The most high quality work of art I've gotten to be with that way, often, as part of my routine, is
Three Heads Six Arms, a big statue by Zhang Huan that looks like a big Buddha statue or three old statues made together into one.

It is on Larkin Street, across the street from the San Francisco Main Library and the Asian Art Museum. Those are a fit to have it across from the space between them. The Asian Art Museum is obvious, because it is Asian art and is a sort of comment and variation on Asian Art and the library because the statue is partly about saving things from the past and bringing the past and present together for people now. The library does that.

Three Heads One Arm looks like one object and is. It also is about making one object for now out of things that have been broken in the past. Human-made ruins, reassembled in a new way as one thing.

Zhang Huan in making the statue was working, in his mind and body, with art destroyed in the Cultural Revolution, art of Buddhism and Tibetan mythology shattered.

From the library side, the statue looks a lot like Buddha statues I'm used to--a Buddha head with decorative head gear on top of a body. The body is different in that it isn't sitting. It is supported in a way that could look precarious, but it works, so it looks solid. It's supported on three points, the rounded lower part of the torso (which is all it's got--no legs to cross, an elbow, and a hand.

The other two heads are more austere--faces almost gaunt instead of rounded, no decoration. The arms not involved in touching the ground and holding it all up are spread out like dancing or gliding like a bird. Except for the one arm that isn't all there, the arm that stops at a decorative band a bit below the shouder.

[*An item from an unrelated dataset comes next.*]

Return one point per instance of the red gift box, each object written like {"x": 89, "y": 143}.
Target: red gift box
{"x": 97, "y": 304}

I think the best work of art I've seen at all--not again and again, but at all, is "Guernica" by Pablo Picasso, a large painting about the consequences of bombing a Spanish town back before bombing became routine. I'd sort of gone to New York City to see it before it went back to Spain as Picasso wished since Spain had become a democracy. The Museum of Modern Art filled it's whole self with Picasso paintings for this occasion. I was there to see it, and when I saw it was stunned, was fairly shattered.

I'm on a planet where bombing happens and I do what? I'm on a planet where people destroy there own cultural heritage and make it hard for their own people to be smart and I do what?

To bring these things destroyed together and make them real now, and make them one now, somehow--a big task, a task that seems impossible, but people try and sometimes succeed. We get beauty out of the pieces our human nature as made; hang with the beauty and the horror, and maybe eventually know some things to do instead, some things to do prevent instead of having to reimagine the destroyed.